4. Now, run the code below as your starting point if you plan to automate the sync schedule and status monitoring.

This code calculates the elapsed time since the last sync and compares it you the CurrentlyEffectiveSyncCycleInterval value in the scheduler.

$now = Get-Date
$syncCycleInterval = [int](Get-ADSyncScheduler).CurrentlyEffectiveSyncCycleInterval.TotalMinutes
$lastSync = (Get-MsolCompanyInformation).LastDirSyncTime.ToLocalTime()
$totalMinutesSinceLastSync = [int](New-TimeSpan -Start $lastSync -End $now).TotalMinutes

if ($totalMinutesSinceLastSync -lt $syncCycleInterval ) {
    "Sync is GOOD (within [$totalMinutesSinceLastSync] minutes of the [$syncCycleInterval] minute interval)"
} else {
    "Sync is BAD (last sync was [$totalMinutesSinceLastSync] minutes ago, which is beyond the [$syncCycleInterval] minute interval)"
}

Below is the sample result, but you can still improve this script by adding a notification system and scheduling it to run using the Task Scheduler.

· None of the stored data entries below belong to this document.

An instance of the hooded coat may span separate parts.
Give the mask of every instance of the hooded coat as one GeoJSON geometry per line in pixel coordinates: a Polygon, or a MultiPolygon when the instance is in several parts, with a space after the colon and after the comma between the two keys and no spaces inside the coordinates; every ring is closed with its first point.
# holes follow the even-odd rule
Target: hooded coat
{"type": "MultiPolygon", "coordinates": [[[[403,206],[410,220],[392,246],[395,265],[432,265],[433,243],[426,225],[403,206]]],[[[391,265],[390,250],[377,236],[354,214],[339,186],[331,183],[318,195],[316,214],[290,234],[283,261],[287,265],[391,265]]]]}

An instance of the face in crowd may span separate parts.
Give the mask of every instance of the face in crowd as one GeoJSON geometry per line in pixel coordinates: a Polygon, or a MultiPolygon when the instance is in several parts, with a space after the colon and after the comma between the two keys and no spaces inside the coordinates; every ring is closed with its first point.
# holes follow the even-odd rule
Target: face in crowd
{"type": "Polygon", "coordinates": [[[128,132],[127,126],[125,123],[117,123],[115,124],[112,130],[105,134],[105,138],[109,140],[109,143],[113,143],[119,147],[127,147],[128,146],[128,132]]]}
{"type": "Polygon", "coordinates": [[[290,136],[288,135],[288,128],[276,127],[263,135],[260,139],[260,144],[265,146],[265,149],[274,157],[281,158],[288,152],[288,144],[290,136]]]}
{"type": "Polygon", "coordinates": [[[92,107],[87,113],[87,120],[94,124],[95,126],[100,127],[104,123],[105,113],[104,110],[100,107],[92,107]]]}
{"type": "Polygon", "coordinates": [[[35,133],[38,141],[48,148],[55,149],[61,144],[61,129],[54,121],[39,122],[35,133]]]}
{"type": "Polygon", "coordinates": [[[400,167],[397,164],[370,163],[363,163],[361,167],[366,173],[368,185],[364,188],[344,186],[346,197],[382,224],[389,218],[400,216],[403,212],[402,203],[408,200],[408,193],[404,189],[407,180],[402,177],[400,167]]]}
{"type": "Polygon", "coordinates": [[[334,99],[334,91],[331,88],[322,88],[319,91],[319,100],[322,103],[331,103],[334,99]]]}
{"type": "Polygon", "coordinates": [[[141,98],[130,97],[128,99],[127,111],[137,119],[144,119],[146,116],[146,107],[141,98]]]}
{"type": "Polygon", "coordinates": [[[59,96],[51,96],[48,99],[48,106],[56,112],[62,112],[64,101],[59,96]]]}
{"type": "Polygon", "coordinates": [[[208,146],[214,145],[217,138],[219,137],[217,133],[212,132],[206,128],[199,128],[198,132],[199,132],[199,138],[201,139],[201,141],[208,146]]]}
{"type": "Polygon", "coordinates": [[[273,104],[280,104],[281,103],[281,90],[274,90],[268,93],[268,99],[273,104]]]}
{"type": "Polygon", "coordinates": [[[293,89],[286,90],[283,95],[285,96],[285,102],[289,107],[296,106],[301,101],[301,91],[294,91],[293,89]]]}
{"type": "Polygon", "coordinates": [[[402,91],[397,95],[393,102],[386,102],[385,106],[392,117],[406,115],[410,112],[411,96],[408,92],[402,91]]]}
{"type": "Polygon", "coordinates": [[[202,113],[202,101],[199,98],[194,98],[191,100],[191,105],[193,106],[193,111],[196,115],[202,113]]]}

Monitoring the delta sync status with a PowerShell script
Monitoring the delta sync status with a PowerShell script

Conclusion

Whenever you’re changing AD object properties, you can wait for the changes to reflect in Azure AD, or you trigger a delta sync immediately. Delta sync is helpful in troubleshooting, maintenance, or reconfiguration in Azure AD Connect.

When customizing the synchronization schedule, always consider that a delta sync must happen within seven days after the last sync cycle, whether the previous cycle was a delta sync or full sync.

Thank you for reading, and enjoy learning!